= Southampton Evening Cricket League =

Long established English Cricket League

The Southampton Evening Cricket League, formed in 1931, is one of the oldest cricket leagues in the United Kingdom. The current format of the league consists of three divisions of six to eight teams, playing each other once at "home" and once "away". Matches were played in a timed format until 1949 but are now scheduled to start at 6.30 pm, and are limited to sixteen overs per side, with no bowler permitted to bowl more than four overs. The evening format means that matches may be played during the week after work; many teams represent workplaces in and around the city of Southampton.

The league is won by the team with the highest average points total, rather than overall points or wins, given the nature of the team composition, availability of pitches and the great British weather means that not all fixtures can be fulfilled.

Matches are played at various sites around the city, including Southampton Sports Centre, Riverside Park & Millbrook. As of 30 May 2012, matches have been temporarily moved away from the league's most famous venue - Hoglands Park.

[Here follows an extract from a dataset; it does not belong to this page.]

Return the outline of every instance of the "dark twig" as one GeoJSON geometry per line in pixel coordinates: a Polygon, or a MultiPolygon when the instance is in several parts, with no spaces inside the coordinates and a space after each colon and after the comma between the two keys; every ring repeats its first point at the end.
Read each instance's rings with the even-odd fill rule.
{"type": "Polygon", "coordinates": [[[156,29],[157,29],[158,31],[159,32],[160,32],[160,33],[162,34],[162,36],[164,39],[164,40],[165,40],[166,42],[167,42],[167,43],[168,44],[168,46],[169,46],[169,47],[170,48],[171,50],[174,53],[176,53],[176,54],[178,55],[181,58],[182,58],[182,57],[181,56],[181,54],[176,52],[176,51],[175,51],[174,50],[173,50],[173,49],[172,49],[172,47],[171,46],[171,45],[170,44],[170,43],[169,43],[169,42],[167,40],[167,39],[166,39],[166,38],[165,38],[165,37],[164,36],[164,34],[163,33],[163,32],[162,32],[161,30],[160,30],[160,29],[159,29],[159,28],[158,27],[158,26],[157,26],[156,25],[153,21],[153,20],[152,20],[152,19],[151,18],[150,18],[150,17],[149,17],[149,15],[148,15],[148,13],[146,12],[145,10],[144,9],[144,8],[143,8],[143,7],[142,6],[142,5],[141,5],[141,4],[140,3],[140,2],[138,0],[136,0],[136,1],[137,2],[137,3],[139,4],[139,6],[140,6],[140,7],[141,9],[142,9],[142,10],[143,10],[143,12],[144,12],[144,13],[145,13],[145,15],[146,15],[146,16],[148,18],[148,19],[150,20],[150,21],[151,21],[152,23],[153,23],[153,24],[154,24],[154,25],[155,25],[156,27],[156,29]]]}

There are also 2 Cup competitions - the Presidents Cup and the Harold Diaper Trophy. An indoor league also runs during the winter months, although not all teams play in both versions of the league.

==Famous players==

Several notable Test and county cricketers have played in the league, including Robin Smith, Kevin Shine, Gary Brent and Adrian Aymes.

Other famous players in the league include footballers Matt Le Tissier, Kevin Keegan, Ted Drake, Ted Bates & Jason Dodd.